Mate-me Por Favor


Hit Me Baby (One More Time)

Mate-me Por Favor é um estudo sobre a reação, ou mais especificamente sobre os impactos do mundo, e de sua vivência, num rosto adolescente. Digo isso porque, em toda a sua duração, o longa de estreia da carioca Anita Rocha da Silveira jamais para de se interessar pelas maneiras como suas protagonistas recebem aquelas informações e investidas tão genericamente brutais. A incompreensão que se troca com a vida e as pessoas nesse período parece estar estampada em cada traço do rosto da Bia de Valentina Herszage, que numa performance nada expansiva, consegue se transformar num dos seres mais intrigantes do atual panorama do cinema brasileiro.

Para contextualizar, estamos num Rio de Janeiro solar -apesar de sermos introduzidos ao filme numa madrugada neon-, e acompanhamos essa turma de garotas adolescentes em sua rotina de conversas em terrenos baldios, sexo com garotos e desejo por garotas, bailes de debutante, treinos de handebol e cultos evangélicos regados à louvores em ritmo de funk. Para minar as possibilidades de ser um filme de coming-of-age como tantos outros, apesar de que ainda recaia sobre um ou outro tique deste nicho, Rocha revive as texturas sentimentais de seus fantásticos curtas Handebol e Os Mortos-Vivos, e faz com que o próprio momento da adolescência se transforme numa espécie de abdução. São seres que vivem em suspenso, desejam tudo mas nada almejam, e vivem simplesmente àquilo que lhes é colocado como possível.


Se no primeiro dos curtas citados a violência era o principal agente de catarse para que estes jovens em construção tomassem ciência de si próprios, e no segundo quem fazia este papel eram as redes sociais com suas próprias noções de ausência e morte, Mate-me almeja, e consegue com algum louvor, abraçar essas duas leituras e discursar sobre todas as vidas que existem numa vida jovem. Quando o perigo de um assassino serial recai, a princípio sobre jovens moças, Bia parece buscar mais e mais a certeza de que está viva. “Sangue é vida”, repete ela citando a pastora evangélica que parece ter saído de um reality show -e que inclusive rende as claques mais rasgadamente cômicas de todo o filme-, e a partir daí parece doutrinar-se pela dor e pelo desagravo. Seu rosto no espelho dá lugar a uma torrente de vermelho espesso, é a mais perfeita imagem do que ocorre ali. Bia está pronta para verter tudo que tem, mas não é isso que se espera dela agora. Seu namorado é um devoto fervoroso que teme pelo bem-estar de ambos, já que o sexo parece ser o único caminho para a perdição, enquanto a jovem busca mais e mais esse caminho lascivo. Ela precisa se conhecer a qualquer custo.

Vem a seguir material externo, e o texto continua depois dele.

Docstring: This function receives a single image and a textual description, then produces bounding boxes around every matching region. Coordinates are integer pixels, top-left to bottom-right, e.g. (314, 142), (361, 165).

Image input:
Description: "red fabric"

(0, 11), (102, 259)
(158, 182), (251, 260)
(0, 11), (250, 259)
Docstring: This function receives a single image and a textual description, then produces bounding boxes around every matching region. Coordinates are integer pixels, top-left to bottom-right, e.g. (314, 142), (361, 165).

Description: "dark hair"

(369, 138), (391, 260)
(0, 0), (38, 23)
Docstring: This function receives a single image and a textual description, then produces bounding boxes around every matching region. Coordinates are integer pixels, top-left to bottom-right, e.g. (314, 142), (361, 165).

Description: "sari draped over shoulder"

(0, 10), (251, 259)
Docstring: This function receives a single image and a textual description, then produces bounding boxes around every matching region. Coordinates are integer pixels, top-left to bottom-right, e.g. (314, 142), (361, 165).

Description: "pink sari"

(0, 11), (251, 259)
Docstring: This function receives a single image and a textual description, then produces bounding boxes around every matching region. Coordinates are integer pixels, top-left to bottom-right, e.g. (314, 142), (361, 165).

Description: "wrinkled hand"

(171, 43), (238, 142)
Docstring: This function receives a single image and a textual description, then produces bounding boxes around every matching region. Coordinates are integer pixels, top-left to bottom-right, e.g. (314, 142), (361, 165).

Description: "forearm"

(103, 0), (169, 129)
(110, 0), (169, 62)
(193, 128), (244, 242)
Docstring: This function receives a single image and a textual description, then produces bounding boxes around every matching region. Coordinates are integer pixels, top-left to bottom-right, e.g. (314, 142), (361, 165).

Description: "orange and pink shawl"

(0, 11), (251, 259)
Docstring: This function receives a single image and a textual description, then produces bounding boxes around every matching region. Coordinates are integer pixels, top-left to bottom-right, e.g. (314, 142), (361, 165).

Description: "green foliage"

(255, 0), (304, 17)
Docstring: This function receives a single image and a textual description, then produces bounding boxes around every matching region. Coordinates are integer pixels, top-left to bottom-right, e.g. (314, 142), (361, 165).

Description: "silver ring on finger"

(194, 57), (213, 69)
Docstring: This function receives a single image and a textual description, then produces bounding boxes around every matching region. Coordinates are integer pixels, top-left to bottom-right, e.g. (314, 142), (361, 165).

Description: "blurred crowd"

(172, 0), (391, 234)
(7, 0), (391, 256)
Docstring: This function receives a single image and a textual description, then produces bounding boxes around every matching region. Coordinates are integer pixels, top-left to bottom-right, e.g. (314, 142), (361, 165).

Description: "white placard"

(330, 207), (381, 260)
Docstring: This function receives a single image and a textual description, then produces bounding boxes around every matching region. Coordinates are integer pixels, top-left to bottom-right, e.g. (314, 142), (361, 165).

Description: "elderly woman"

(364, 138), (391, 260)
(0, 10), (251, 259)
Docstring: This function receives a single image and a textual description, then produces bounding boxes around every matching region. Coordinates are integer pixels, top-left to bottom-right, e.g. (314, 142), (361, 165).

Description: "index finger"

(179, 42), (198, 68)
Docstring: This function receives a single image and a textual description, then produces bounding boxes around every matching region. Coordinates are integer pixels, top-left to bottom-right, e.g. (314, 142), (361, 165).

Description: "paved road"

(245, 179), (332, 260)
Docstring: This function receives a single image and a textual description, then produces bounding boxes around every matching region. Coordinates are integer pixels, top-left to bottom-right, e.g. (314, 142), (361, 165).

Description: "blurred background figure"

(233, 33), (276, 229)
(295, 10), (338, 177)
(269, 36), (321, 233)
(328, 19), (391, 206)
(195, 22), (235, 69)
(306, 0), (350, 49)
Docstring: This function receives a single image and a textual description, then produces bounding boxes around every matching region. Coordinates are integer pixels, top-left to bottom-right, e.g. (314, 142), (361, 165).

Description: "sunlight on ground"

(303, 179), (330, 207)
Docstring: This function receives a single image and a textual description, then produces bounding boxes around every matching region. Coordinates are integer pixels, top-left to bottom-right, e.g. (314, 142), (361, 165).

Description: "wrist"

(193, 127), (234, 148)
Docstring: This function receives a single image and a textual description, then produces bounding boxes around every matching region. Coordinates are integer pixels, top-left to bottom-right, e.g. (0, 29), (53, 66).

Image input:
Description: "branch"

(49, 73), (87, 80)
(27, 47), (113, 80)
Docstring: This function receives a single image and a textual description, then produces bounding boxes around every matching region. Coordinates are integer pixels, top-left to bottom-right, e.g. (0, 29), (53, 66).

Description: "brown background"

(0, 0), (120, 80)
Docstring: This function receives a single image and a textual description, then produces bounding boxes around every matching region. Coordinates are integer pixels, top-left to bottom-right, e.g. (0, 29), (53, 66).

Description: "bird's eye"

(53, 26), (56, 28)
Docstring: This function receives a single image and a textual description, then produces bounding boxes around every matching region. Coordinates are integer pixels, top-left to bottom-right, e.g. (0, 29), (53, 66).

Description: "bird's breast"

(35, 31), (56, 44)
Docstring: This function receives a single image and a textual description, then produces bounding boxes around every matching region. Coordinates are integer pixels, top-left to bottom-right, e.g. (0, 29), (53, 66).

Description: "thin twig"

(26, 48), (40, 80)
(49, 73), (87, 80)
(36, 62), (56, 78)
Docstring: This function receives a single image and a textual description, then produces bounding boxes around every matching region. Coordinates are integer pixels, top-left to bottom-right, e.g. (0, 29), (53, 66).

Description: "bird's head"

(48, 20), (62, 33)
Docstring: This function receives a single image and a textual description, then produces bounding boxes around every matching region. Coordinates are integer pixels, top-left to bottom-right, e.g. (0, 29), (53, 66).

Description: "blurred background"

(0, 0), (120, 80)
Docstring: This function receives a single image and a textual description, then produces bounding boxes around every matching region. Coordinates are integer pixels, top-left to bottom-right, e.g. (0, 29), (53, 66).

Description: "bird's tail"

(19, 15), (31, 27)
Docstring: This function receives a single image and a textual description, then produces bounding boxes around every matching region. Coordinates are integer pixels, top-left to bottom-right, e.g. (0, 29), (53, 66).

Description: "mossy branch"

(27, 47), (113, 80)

É interessante também que seu irmão mais velho, o qual o filme parece gostar de ameaçar a todo momento com a culpa pelas mortes, seja um exemplo tão bonito, e quase caricatural de uma criação desperdiçada. Alguém que não teve o mesmo tino e vivacidade na juventude, e agora vaga como um zumbi, à cata de outras juventudes para sugar. A relação que os dois estabelecem num apartamento cuja mãe é apenas uma menção que nunca se faz presente deixa isso ainda mais claro, com Bia almejando o movimento, e ele sempre sendo visto estático, morto, frente a um computador que nunca traz as notícias esperadas.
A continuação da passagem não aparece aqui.